-----Ma grand-mère
maternelle était messine. Sa famille était de celles qui
après l'annexion de la Lorraine par l'Allemagne en 1871 étaient
restées sur place. Ne fallait-il pas que certaines s'y révoltent
afin de conserver secrètement le pays à la France dans l'espoir
un peu fou qu'un jour les armes françaises connaitraient un sort
plus favorable. Ce jour vint en 1918 et le retour de la Lorraine annexée
à la mère patrie fut officialisé par une clause du
Traité de Versailles en 1919. A cette époque l'administration
commençait déjà à devenir sérieusement
paperassière et il fallait donc organiser l'échange des
cartes d'identité allemandes détenues par la population
contre des papiers français.
-----Une autre clause du traité de
Versailles concernait le sort de la Sarre, importante région industrielle
qui passait sous administration française pour 15 ans et devrait
ensuite choisir par référendum son appartenance à
l'un ou à l'autre pays. II y avait alors à Metz un nombre
assez important d'habitants originaires de Sarre qui s'y étaient
installés durant l'annexion. Bien que ne parlant guère le
français et dans tous les cas avec un accent tudesque prononcé,
bon nombre de ces Sarrois décidèrent de demander leurs nouveaux
papiers. Pour ces Lorrains de fraîche date, l'échange avait
lieu dans les mêmes bureaux et sous le contrôle des mêmes
fonctionnaires que pour les familles implantées là depuis
toujours.
ÊTRE FRANÇAIS
-----Un phénomène
étrange est alors apparu : les Sarrois obtenaient leurs papiers
français en quelques jours sur présentation de quelques
documents simples du genre extrait de naissance et certificat de domicile.
Par contre, les Français de souche étaient obligés
de multiplier les démarches, se voyant réclamer à
chaque fois de nouveaux justificatifs du genre acte de naissance du grand-père
ou acte de mariage de l'arrière-grand-mère.
-----Après avoir supporté quelque
temps cette comédie, ma grandmère décida que la plaisanterie
avait assez duré et demanda une audience aux autorités en
la personne non pas d'un préfet mais, d'un Général-Gouverneur
installé par la France pour cette période transitoire. Mon
grand-père avait une situation suffisamment assise pour que cette
requête ne puisse être refusée.

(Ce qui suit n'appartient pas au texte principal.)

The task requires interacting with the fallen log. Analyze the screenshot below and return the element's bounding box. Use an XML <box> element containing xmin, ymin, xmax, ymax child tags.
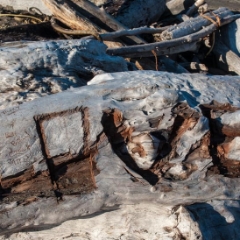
<box><xmin>180</xmin><ymin>62</ymin><xmax>209</xmax><ymax>72</ymax></box>
<box><xmin>0</xmin><ymin>40</ymin><xmax>128</xmax><ymax>109</ymax></box>
<box><xmin>42</xmin><ymin>0</ymin><xmax>102</xmax><ymax>34</ymax></box>
<box><xmin>43</xmin><ymin>0</ymin><xmax>145</xmax><ymax>47</ymax></box>
<box><xmin>99</xmin><ymin>26</ymin><xmax>169</xmax><ymax>40</ymax></box>
<box><xmin>116</xmin><ymin>0</ymin><xmax>166</xmax><ymax>28</ymax></box>
<box><xmin>159</xmin><ymin>56</ymin><xmax>189</xmax><ymax>73</ymax></box>
<box><xmin>219</xmin><ymin>19</ymin><xmax>240</xmax><ymax>57</ymax></box>
<box><xmin>0</xmin><ymin>71</ymin><xmax>240</xmax><ymax>234</ymax></box>
<box><xmin>163</xmin><ymin>0</ymin><xmax>195</xmax><ymax>16</ymax></box>
<box><xmin>118</xmin><ymin>42</ymin><xmax>199</xmax><ymax>58</ymax></box>
<box><xmin>70</xmin><ymin>0</ymin><xmax>146</xmax><ymax>44</ymax></box>
<box><xmin>107</xmin><ymin>14</ymin><xmax>240</xmax><ymax>56</ymax></box>
<box><xmin>161</xmin><ymin>8</ymin><xmax>233</xmax><ymax>40</ymax></box>
<box><xmin>186</xmin><ymin>0</ymin><xmax>205</xmax><ymax>17</ymax></box>
<box><xmin>213</xmin><ymin>40</ymin><xmax>240</xmax><ymax>75</ymax></box>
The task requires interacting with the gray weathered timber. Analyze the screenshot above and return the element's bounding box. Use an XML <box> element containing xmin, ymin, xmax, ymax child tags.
<box><xmin>163</xmin><ymin>0</ymin><xmax>195</xmax><ymax>16</ymax></box>
<box><xmin>107</xmin><ymin>14</ymin><xmax>240</xmax><ymax>56</ymax></box>
<box><xmin>0</xmin><ymin>39</ymin><xmax>128</xmax><ymax>109</ymax></box>
<box><xmin>213</xmin><ymin>39</ymin><xmax>240</xmax><ymax>75</ymax></box>
<box><xmin>116</xmin><ymin>0</ymin><xmax>166</xmax><ymax>28</ymax></box>
<box><xmin>0</xmin><ymin>71</ymin><xmax>240</xmax><ymax>233</ymax></box>
<box><xmin>0</xmin><ymin>0</ymin><xmax>51</xmax><ymax>15</ymax></box>
<box><xmin>161</xmin><ymin>8</ymin><xmax>233</xmax><ymax>40</ymax></box>
<box><xmin>221</xmin><ymin>19</ymin><xmax>240</xmax><ymax>57</ymax></box>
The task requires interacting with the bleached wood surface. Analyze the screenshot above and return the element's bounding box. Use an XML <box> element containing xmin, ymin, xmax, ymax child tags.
<box><xmin>0</xmin><ymin>40</ymin><xmax>128</xmax><ymax>109</ymax></box>
<box><xmin>221</xmin><ymin>19</ymin><xmax>240</xmax><ymax>57</ymax></box>
<box><xmin>0</xmin><ymin>71</ymin><xmax>240</xmax><ymax>239</ymax></box>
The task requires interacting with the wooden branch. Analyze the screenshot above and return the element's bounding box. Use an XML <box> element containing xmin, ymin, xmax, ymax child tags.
<box><xmin>161</xmin><ymin>8</ymin><xmax>233</xmax><ymax>40</ymax></box>
<box><xmin>116</xmin><ymin>0</ymin><xmax>166</xmax><ymax>28</ymax></box>
<box><xmin>72</xmin><ymin>0</ymin><xmax>146</xmax><ymax>44</ymax></box>
<box><xmin>159</xmin><ymin>56</ymin><xmax>189</xmax><ymax>73</ymax></box>
<box><xmin>198</xmin><ymin>3</ymin><xmax>208</xmax><ymax>14</ymax></box>
<box><xmin>186</xmin><ymin>0</ymin><xmax>205</xmax><ymax>17</ymax></box>
<box><xmin>107</xmin><ymin>14</ymin><xmax>240</xmax><ymax>56</ymax></box>
<box><xmin>43</xmin><ymin>0</ymin><xmax>100</xmax><ymax>34</ymax></box>
<box><xmin>163</xmin><ymin>0</ymin><xmax>195</xmax><ymax>16</ymax></box>
<box><xmin>213</xmin><ymin>40</ymin><xmax>240</xmax><ymax>75</ymax></box>
<box><xmin>114</xmin><ymin>42</ymin><xmax>199</xmax><ymax>58</ymax></box>
<box><xmin>100</xmin><ymin>26</ymin><xmax>169</xmax><ymax>40</ymax></box>
<box><xmin>179</xmin><ymin>62</ymin><xmax>209</xmax><ymax>72</ymax></box>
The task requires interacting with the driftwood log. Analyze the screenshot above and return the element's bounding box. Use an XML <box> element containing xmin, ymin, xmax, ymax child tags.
<box><xmin>0</xmin><ymin>40</ymin><xmax>128</xmax><ymax>109</ymax></box>
<box><xmin>161</xmin><ymin>8</ymin><xmax>233</xmax><ymax>40</ymax></box>
<box><xmin>107</xmin><ymin>14</ymin><xmax>240</xmax><ymax>56</ymax></box>
<box><xmin>213</xmin><ymin>40</ymin><xmax>240</xmax><ymax>75</ymax></box>
<box><xmin>219</xmin><ymin>19</ymin><xmax>240</xmax><ymax>57</ymax></box>
<box><xmin>163</xmin><ymin>0</ymin><xmax>195</xmax><ymax>16</ymax></box>
<box><xmin>0</xmin><ymin>71</ymin><xmax>240</xmax><ymax>240</ymax></box>
<box><xmin>43</xmin><ymin>0</ymin><xmax>145</xmax><ymax>47</ymax></box>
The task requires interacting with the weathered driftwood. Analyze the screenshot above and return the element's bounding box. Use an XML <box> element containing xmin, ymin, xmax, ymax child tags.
<box><xmin>163</xmin><ymin>0</ymin><xmax>195</xmax><ymax>16</ymax></box>
<box><xmin>0</xmin><ymin>0</ymin><xmax>51</xmax><ymax>15</ymax></box>
<box><xmin>161</xmin><ymin>8</ymin><xmax>233</xmax><ymax>40</ymax></box>
<box><xmin>219</xmin><ymin>19</ymin><xmax>240</xmax><ymax>57</ymax></box>
<box><xmin>0</xmin><ymin>40</ymin><xmax>128</xmax><ymax>109</ymax></box>
<box><xmin>186</xmin><ymin>0</ymin><xmax>205</xmax><ymax>16</ymax></box>
<box><xmin>180</xmin><ymin>62</ymin><xmax>209</xmax><ymax>72</ymax></box>
<box><xmin>159</xmin><ymin>56</ymin><xmax>189</xmax><ymax>73</ymax></box>
<box><xmin>69</xmin><ymin>0</ymin><xmax>145</xmax><ymax>43</ymax></box>
<box><xmin>43</xmin><ymin>0</ymin><xmax>144</xmax><ymax>47</ymax></box>
<box><xmin>42</xmin><ymin>0</ymin><xmax>102</xmax><ymax>34</ymax></box>
<box><xmin>116</xmin><ymin>0</ymin><xmax>166</xmax><ymax>28</ymax></box>
<box><xmin>116</xmin><ymin>42</ymin><xmax>199</xmax><ymax>58</ymax></box>
<box><xmin>107</xmin><ymin>14</ymin><xmax>240</xmax><ymax>56</ymax></box>
<box><xmin>213</xmin><ymin>40</ymin><xmax>240</xmax><ymax>75</ymax></box>
<box><xmin>198</xmin><ymin>3</ymin><xmax>208</xmax><ymax>14</ymax></box>
<box><xmin>100</xmin><ymin>27</ymin><xmax>169</xmax><ymax>40</ymax></box>
<box><xmin>0</xmin><ymin>71</ymin><xmax>240</xmax><ymax>239</ymax></box>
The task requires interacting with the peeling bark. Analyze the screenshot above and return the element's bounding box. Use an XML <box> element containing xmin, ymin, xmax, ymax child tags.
<box><xmin>0</xmin><ymin>71</ymin><xmax>240</xmax><ymax>236</ymax></box>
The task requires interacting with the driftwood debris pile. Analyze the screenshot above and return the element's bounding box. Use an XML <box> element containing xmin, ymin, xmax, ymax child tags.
<box><xmin>0</xmin><ymin>0</ymin><xmax>240</xmax><ymax>240</ymax></box>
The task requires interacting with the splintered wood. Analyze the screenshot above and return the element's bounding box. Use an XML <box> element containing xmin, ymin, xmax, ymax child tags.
<box><xmin>0</xmin><ymin>71</ymin><xmax>240</xmax><ymax>232</ymax></box>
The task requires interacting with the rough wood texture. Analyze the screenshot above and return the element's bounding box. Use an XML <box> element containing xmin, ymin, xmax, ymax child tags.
<box><xmin>0</xmin><ymin>40</ymin><xmax>128</xmax><ymax>109</ymax></box>
<box><xmin>116</xmin><ymin>0</ymin><xmax>166</xmax><ymax>28</ymax></box>
<box><xmin>213</xmin><ymin>39</ymin><xmax>240</xmax><ymax>75</ymax></box>
<box><xmin>164</xmin><ymin>0</ymin><xmax>195</xmax><ymax>16</ymax></box>
<box><xmin>0</xmin><ymin>71</ymin><xmax>240</xmax><ymax>239</ymax></box>
<box><xmin>70</xmin><ymin>0</ymin><xmax>146</xmax><ymax>43</ymax></box>
<box><xmin>220</xmin><ymin>19</ymin><xmax>240</xmax><ymax>57</ymax></box>
<box><xmin>42</xmin><ymin>0</ymin><xmax>101</xmax><ymax>33</ymax></box>
<box><xmin>161</xmin><ymin>8</ymin><xmax>233</xmax><ymax>40</ymax></box>
<box><xmin>107</xmin><ymin>14</ymin><xmax>240</xmax><ymax>56</ymax></box>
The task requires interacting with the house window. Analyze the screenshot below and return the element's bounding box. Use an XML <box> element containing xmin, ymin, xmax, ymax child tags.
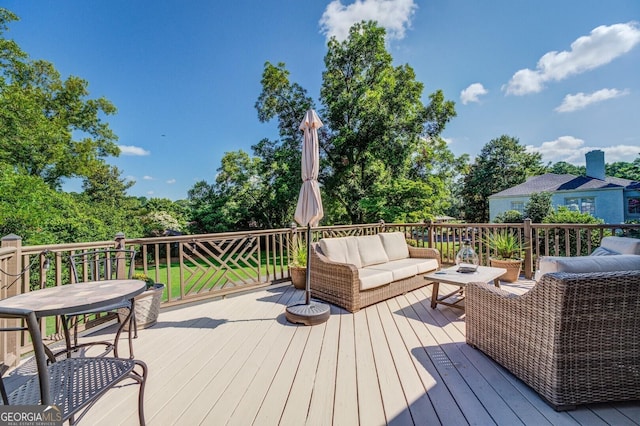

Après les quelques
phrases courtoises d'usage dans ce genre d'entretien, le Général
s'est aimablement enquis du motif de cette visite.
-Général, répondit ma grand-mère, je suis
venue vous demander un conseil. Pensez-vous qu'il soit utile... ou nécessaire...
ou même indispensable que mes amis et moi-même, Lorrains de
souche, allions nous installer pendant quelques semaines ou quelques mois
en Sarre pour pouvoir obtenir nos papiers de Français ?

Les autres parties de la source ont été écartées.